一
実 語 教 ・ 第 一 句
やま たかきが ゆえに たっとからず山高きが故に貴からず
き あるを もって とうとしと なす樹有るを以て貴しと為す
原文 山高故不貴 以有樹為貴
いまのことば
山は、高いから立派なのではない。
木が豊かに茂っているから、立派なのだ。
きょうの暮らしでいうと
背の高さ、足の速さ、テストの点数、フォロワーの数——「高さ」は、外からすぐ見えます。だから、つい高さで比べたくなります。
でも、千年前に書かれたこの教科書は、いちばん最初の一句で、こう言います。外から見える高さではなく、その中で何が育っているか。木のない岩山がさびしいように、どれだけ高くても、中に育つものがなければ、人は集まりません。
実語教は、この「山」のたとえから始めて、次の句でいよいよ「人」の話に入っていきます。
考えてみよう
- 問一あなたのまわりで「高さ」で比べられているものには、どんなものがありますか。

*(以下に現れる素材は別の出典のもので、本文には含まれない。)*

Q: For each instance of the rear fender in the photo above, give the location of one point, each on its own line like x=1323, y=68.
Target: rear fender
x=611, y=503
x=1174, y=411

- 問二あなたという山には、いま、どんな木が育っていますか。小さな芽でもかまいません。
- 問三友だちの中に育っている「木」を、ひとつ見つけて言葉にしてみましょう。
答えはひとつではありません。おうちの人と話しながら考えるのも、よい学び方です。
豆知識——『実語教』は平安時代の末ごろに生まれ、江戸時代には寺子屋の定番の教科書として、日本中の子どもが最初に学ぶ一冊でした。明治の世に学校の教科書が変わり、いまでは読む人の少なくなったこの一冊を、こころの間では一句ずつ、現代のことばで読み直していきます。